Sales have mainly been due to Budget - older families, Mainstream - young singles/couples, and Mainstream retirees shoppers. We found that the high spend in chips for mainstream young singles/couples and retirees is due to there being more of them than other buyers.

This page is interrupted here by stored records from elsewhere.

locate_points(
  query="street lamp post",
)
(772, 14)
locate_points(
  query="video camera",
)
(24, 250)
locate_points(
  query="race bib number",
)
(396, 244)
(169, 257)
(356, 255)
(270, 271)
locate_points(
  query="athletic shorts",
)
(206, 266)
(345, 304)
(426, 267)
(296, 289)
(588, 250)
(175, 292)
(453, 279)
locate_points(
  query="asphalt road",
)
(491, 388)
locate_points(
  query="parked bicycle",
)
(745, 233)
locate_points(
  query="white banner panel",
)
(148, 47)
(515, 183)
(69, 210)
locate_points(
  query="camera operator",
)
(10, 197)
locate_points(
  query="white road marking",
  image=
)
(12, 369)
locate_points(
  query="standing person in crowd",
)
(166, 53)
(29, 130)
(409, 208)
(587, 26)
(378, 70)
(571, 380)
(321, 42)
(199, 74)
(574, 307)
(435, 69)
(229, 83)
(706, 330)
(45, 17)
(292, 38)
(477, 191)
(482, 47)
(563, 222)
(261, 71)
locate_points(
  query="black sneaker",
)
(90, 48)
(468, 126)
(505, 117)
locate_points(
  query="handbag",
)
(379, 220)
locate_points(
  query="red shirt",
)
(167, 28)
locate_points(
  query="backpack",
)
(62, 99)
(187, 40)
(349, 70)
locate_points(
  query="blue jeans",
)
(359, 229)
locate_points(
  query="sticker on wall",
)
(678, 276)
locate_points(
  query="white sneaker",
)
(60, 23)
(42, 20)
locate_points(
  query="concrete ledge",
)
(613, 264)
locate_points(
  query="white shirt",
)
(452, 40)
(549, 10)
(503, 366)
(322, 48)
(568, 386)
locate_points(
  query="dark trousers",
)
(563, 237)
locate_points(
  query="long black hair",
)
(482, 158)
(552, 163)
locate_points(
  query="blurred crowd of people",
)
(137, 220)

Mainstream, midage and young singles and couples are also more likely to pay more per packet of chips. This is indicative of impulse buying behaviour. We’ve also found that Mainstream young singles and couples are 23% more likely to purchase Tyrrells chips compared to the rest of the population. The Category Manager may want to increase the category’s performance by off-locating some Tyrrells and smaller packs of chips in discretionary space near segments where young singles and couples frequent more often to increase visibilty and impulse behaviour.
Quantium can help the Category Manager with recommendations of where these segments are and further help them with measuring the impact of the changed placement. We’ll work on measuring the impact of trials in the next task and putting all these together in the third task.